Meg Reilly, a Bar Harbor native who runs the Sail Locker on lower Main Street, said Belfast was not on her radar growing up just 90 minutes away.
“No one ever just took a trip to Belfast,” said Reilly, who became a resident about five years ago. “There wasn’t really a reason to.”
Now, Mainers and out-of-staters alike flock to the Midcoast town for amenities you won’t find nearby.
According to Dee Bielenberg, who owns the women’s underpinnings shop City Drawers and neighboring menswear store Man on Main, some customers drive an hour and a half just for a shopping trip.
“One of the things that has kept downtown alive is that many of these stores are necessities [for residents],” she said. “We are 45 minutes in either direction from a big-box store.”
Belfast’s isolation from chain stores and restaurants allows the town to maintain its one-of-a-kind charm.
Breanna Pinkham Bebb, a Winter Harbor native and executive director of Our Town Belfast, says over the past several years the town has become a beacon for young business owners.
“Whatever you have to bring to Belfast, people are excited to make the most of that,” Bebb said.
Newer shops such as Sail Locker, which opened last June, and Quench, a jewelry and gift shop, complement older stores downtown.
Quench owner and jeweler Jennifer Lisa likes to stay off the beaten path.
“You aren’t going to find blueberries, lobsters and lighthouses in here,” she said. “I like more edgy stuff, exclusive stuff you can’t find somewhere else.”
While Quench doesn’t feature the state’s signature imagery, Lisa does keep it local with the majority of her merchandise coming from Maine artisans.
Lisa’s own reclaimed metal jewelry accompanies quirky gifts from Ellsworth’s Julia Ventresco and textiles by Christine Leith of Sedgwick.
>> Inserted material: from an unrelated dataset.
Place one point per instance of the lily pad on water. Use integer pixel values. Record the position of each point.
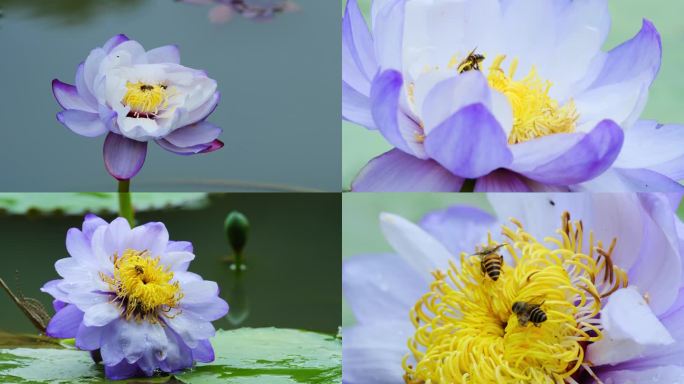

Other shops, such as Coyote Moon, have anchored the town for decades. The women’s apparel shop specializes in clothing, accessories and gifts, many from local Maine artisans.
Buyer and jewelry maker Katharine Cox says the store’s goal is to “uplift the spirit and spread mindfulness.”
Buddha statuettes, wind chimes, fragrant lotions and cheerful candle holders can help guide you into your happy place.
Across the street, The Green Store specializes in reclaimed clothing, gifts and home goods. Everything is either recycled, all-natural or sustainable.
The 22-year-old shop sells organic body products from brands such as Jason, alongside BPA-free kids toys and vivid indoor/outdoor rugs made of recycled plastic.
For some history with a side of shopping, visit Colburn Shoe Store, the oldest shoe store in the country at 184 years old.
Colburn’s stocks casual and athletic footwear from brands such as Birkenstock, New Balance, Saucony, Ugg and Teva for men, women and kids.
Belfast’s arts community hosts its flagship event, Arts in the Park, each summer. The waterfront arts and crafts festival has drawn visitors to downtown Belfast for 21 years. This year’s festival is on July 9 and 10.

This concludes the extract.